Isolating formulas from a spreadsheet’s data and presentation elements (and having the formulas represented in plain English) is a big advance. It’s one that’s certain to be appreciated by employees who don’t spend all day revising pivot tables for a possible .2 percent projected decrease in gross sales in Orange County (northwest sector). Some vendors, on the other hand, are hawking planning products that actually mimic the oft-cursed Excel.
KCI Control, for one, provides an Excel-like syntax that allows users to leverage their prior experience with the Microsoft product to create models. “We have worked extremely hard to put Control in a familiar and understandable form that financial analysts, planners, and end users know and love, which is the Excel environment,” says Max Kay, CEO at Torrance, California-based KCI. Formulas in the program are defined using a point-and-click wizard.
While KCI Control is designed to satisfy sophisticated users, it also considers the novice. The program has one common database to ensure the integrity of the plan and the conclusions derived from it, together with a security layer, which shields less-experienced or careless users from accidentally corrupting existing models. By layering the functionality of the software, workers see only as much of the product as they need to.
Richard Boutz is convinced of the merits of the approach. Boutz, CFO of Washington Trust Bank in Spokane, Washington, says the financial-services company substituted KCI Control for a company-built budgeting application two years ago. “KCI’s Excel interface puts the user in a familiar environment,” he says. “The advanced capabilities of Excel are, therefore, available to the Control user at all times.”

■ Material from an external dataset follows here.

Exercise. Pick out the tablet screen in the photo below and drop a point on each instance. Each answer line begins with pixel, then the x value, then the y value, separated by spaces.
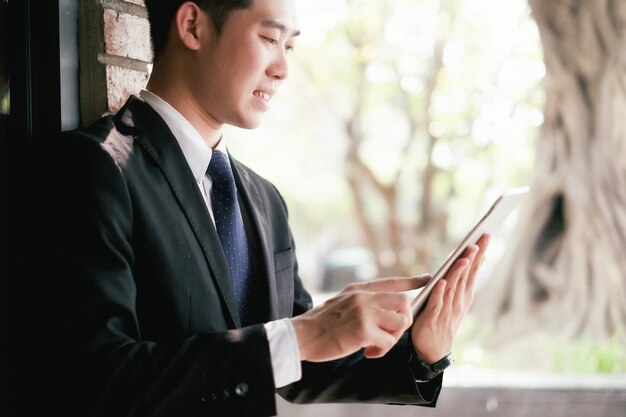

The results have been startling. In the first year of using the software, the bank was able to complete its annual budgeting process 90 days earlier than in previous years. What’s more, the software has dramatically cut the time required to perform budgeting analyses — from two weeks to a matter of minutes.
The Templates of Doom
Customer interest in less-daunting planning programs has not escaped the notice of more-established B&P vendors. John O’Rourke, senior director of product marketing for Santa Clara, California-based Hyperion Solutions Corp., believes that added functionality shouldn’t complicate a program’s structure or adversely affect its overall look and feel. He notes that despite numerous additions over the years, his company’s Hyperion Strategic Finance has retained its familiar spreadsheet-style interface and hasn’t forced users to adapt to any radical changes.